WWBN AVideo is an open source video platform. In versions up to and including 26.0, AVideo's `_session_start()` function accepts arbitrary session IDs via the `PHPSESSID` GET parameter and sets them as the active PHP session. A session regeneration bypass exists for specific blacklisted endpoints when the request originates from the same domain. Combined with the explicitly disabled session regeneration in `User::login()`, this allows a classic session fixation attack where an attacker can fix a victim's session ID before authentication and then hijack the authenticated session. Commit 5647a94d79bf69a972a86653fe02144079948785 contains a patch.
This vulnerability carries a HIGH severity rating with a CVSS v3.1 score of 7.3, indicating it can be exploited remotely over the network with relatively low complexity though user interaction is required requiring only low-level privileges . The vulnerability impacts confidentiality (data exposure), integrity (unauthorized modifications), for affected systems. Impacting 1 product from wwbn organizations running these solutions should prioritize assessment and patching.

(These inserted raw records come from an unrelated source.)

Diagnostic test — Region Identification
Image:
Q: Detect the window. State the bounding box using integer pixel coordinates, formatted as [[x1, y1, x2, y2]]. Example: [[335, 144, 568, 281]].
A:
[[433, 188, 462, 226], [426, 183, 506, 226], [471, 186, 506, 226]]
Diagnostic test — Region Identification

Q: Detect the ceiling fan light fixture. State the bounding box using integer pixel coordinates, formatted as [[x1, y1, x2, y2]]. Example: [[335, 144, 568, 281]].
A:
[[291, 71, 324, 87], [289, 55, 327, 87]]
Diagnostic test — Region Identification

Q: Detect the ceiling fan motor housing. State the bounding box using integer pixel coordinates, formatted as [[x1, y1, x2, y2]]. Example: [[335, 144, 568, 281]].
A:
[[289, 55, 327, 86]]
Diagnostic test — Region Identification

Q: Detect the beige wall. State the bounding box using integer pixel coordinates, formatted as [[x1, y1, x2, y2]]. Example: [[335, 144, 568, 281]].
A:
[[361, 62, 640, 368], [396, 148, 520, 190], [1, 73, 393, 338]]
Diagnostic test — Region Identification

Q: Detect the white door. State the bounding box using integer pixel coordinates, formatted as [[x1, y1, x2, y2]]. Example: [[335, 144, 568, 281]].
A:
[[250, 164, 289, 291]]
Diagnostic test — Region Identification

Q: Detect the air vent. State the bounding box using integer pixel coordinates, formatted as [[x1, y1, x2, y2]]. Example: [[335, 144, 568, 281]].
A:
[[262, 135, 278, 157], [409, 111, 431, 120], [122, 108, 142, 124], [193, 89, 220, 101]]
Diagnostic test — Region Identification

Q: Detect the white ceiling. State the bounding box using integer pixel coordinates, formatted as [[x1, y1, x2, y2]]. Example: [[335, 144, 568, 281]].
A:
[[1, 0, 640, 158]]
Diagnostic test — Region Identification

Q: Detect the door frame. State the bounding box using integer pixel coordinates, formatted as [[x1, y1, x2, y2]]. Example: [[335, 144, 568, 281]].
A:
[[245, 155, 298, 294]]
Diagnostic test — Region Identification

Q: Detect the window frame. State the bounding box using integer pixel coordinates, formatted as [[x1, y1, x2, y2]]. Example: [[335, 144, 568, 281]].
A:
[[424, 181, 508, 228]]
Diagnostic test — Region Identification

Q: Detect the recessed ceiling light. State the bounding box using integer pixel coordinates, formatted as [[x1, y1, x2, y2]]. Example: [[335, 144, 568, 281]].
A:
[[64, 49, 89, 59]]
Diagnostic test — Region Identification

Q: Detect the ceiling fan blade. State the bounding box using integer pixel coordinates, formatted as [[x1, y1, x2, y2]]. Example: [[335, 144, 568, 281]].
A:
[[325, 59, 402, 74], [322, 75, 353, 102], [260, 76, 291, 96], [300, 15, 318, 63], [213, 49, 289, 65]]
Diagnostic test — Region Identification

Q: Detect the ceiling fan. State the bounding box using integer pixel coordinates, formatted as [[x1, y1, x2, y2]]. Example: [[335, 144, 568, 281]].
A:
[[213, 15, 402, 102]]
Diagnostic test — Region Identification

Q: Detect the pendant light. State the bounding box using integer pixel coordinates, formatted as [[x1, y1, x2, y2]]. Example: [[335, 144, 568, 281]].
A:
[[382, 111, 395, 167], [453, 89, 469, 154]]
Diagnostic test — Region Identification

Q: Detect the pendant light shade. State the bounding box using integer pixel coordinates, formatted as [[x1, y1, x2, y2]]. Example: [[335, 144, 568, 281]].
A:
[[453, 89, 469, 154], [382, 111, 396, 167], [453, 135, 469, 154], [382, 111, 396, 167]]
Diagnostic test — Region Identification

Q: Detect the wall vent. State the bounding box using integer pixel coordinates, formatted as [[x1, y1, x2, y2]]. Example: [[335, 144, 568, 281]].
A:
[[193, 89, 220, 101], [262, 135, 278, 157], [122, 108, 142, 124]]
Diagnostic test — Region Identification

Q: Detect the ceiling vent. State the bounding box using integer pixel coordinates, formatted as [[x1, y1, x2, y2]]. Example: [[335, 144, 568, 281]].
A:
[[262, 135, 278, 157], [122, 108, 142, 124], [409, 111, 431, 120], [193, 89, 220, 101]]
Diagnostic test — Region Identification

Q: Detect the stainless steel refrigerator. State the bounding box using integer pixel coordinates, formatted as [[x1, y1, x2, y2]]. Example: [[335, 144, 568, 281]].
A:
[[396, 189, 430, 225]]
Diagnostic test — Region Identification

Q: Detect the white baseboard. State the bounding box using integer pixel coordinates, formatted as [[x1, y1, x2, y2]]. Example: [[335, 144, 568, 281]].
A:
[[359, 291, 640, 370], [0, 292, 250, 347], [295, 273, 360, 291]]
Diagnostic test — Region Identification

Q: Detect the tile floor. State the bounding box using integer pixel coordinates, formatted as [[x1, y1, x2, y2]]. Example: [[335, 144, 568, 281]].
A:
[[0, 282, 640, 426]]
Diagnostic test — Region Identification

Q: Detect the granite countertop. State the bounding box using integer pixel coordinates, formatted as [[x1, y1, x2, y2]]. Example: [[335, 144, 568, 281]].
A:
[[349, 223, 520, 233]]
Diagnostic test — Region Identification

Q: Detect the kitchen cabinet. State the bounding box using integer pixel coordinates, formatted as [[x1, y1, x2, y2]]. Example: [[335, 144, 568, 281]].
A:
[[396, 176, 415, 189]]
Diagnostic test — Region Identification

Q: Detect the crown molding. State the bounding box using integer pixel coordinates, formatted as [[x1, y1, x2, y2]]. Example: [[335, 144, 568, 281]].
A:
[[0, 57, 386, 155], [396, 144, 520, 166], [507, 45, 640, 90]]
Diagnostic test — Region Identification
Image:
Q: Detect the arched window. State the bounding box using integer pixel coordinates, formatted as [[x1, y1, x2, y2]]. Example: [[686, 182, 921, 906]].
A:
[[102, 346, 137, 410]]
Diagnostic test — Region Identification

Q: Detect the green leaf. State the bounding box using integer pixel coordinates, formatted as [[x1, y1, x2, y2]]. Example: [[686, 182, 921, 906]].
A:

Reported in 2026, this vulnerability emerged during an era marked by increased sophistication in supply chain attacks, cloud infrastructure vulnerabilities, and software-as-a-service (SaaS) security challenges. Security practices during this period emphasized zero-trust architectures, container security, and API protection.
2026-03-23T16:16:49.257
2026-03-24T17:47:58.820
Analyzed
CVSSv3.1: 7.3 (HIGH)
SecUtils normalizes and enriches National Vulnerability Database (NVD) records by standardizing vendor and product identifiers, aggregating vulnerability metadata from both NVD and MITRE sources, and providing structured context for security teams. For wwbn's affected products, we extract Common Platform Enumeration (CPE) data, Common Weakness Enumeration (CWE) classifications, CVSS severity metrics, and reference data to enable rapid vulnerability prioritization and asset correlation. This record contains no exploit code, proof-of-concept instructions, or attack methodologies—only defensive intelligence necessary for patch management, risk assessment, and security operations.